Updated: 2016-06-07 22:33
By Lucie Morangi (chinadaily.com.cn)

Expanding investment opportunities for the private sector

John Mosonik, Kenya Infrastructure Principal Secretary said the government intends to increase road construction opportunities to the private sector. [Photo by Lucie Morangi/chinadaily.com.cn]

Kenya is strongly pushing forward its plans to develop 10,000 kilometers of new paved road using private funding by jumpstarting the annuity road financing plan.

According to infrastructure Principal Secretary John Mosonik, the funding mechanism has been revised and has considered contentious stakeholder issues to ensure the success of the project.

"Government allocation to the infrastructure sector is not enough. This is a capital intensive program and for us to breach the funding deficit and meet our national goals, we need to rope in the private sector," Mosonik said during the World Bank open day held in Nairobi.

Under the annuity financing plan, successful contractors seek funds from financial institutions, which will only pay upon verification of the job done. The state then reimburses the lender over an agreed period. The government was to negotiate for a uniform interest rate.

Launched in 2014 by President Uhuru Kenyatta, the model had hit headwinds after local banks became reluctant to release funds of around $2.48 billion.

The bone of contention was on the rate of interest to be charged on loans taken by contractors.

According to Mosonik, the issues have been ironed out and the government has already started launching some low volume projects.

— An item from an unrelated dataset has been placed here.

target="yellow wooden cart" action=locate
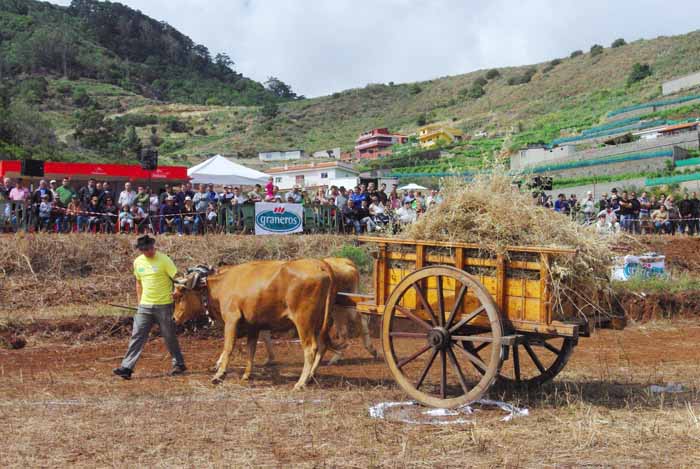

According to an anonymous government source, the International Finance Corporation (IFC), the financing arm of the World Bank, has agreed to buy off some loans.

The source said contentious issues such as interest rates have been mitigated between the bank and the government to ensure that the program moves forward. Mosonik also said that financing models such as Build, Own, Operate and Transfer (BOOT) are being explored. This is public private partnership model where a private organization develops a public project and then hands it over to the state after recouping its capital through plans such as the toll stations.

"This has worked in Asian countries, so it is proven as effective in expanding road infrastructure with private funding," said the Principal Secretary. The model has been hugely successful in China and is its contractors preferred model while undertaking construction projects in other Asian and South American countries.

Currently, the government has outsourced the services of four foreign companies to develop a toll policy and implementation plans for the four key roads (Mombasa-Nairobi road (490km), Nairobi-Thika road (50km), Nairobi-Nakuru-Mau Summit Road(190km) and the Southern Bypass (28.5km)).

Meanwhile, the World Bank estimated that traffic jams cost Nairobi city $800,000 to $4 million per day in lost productivity.

Meskerem Brhane, program leader at the institution said there’s need to create more arteries out of the city to reduce commute time. The Bank is funding the construction of 53km Jomo Kenyatta International Airport-Rironi road to ease congestion.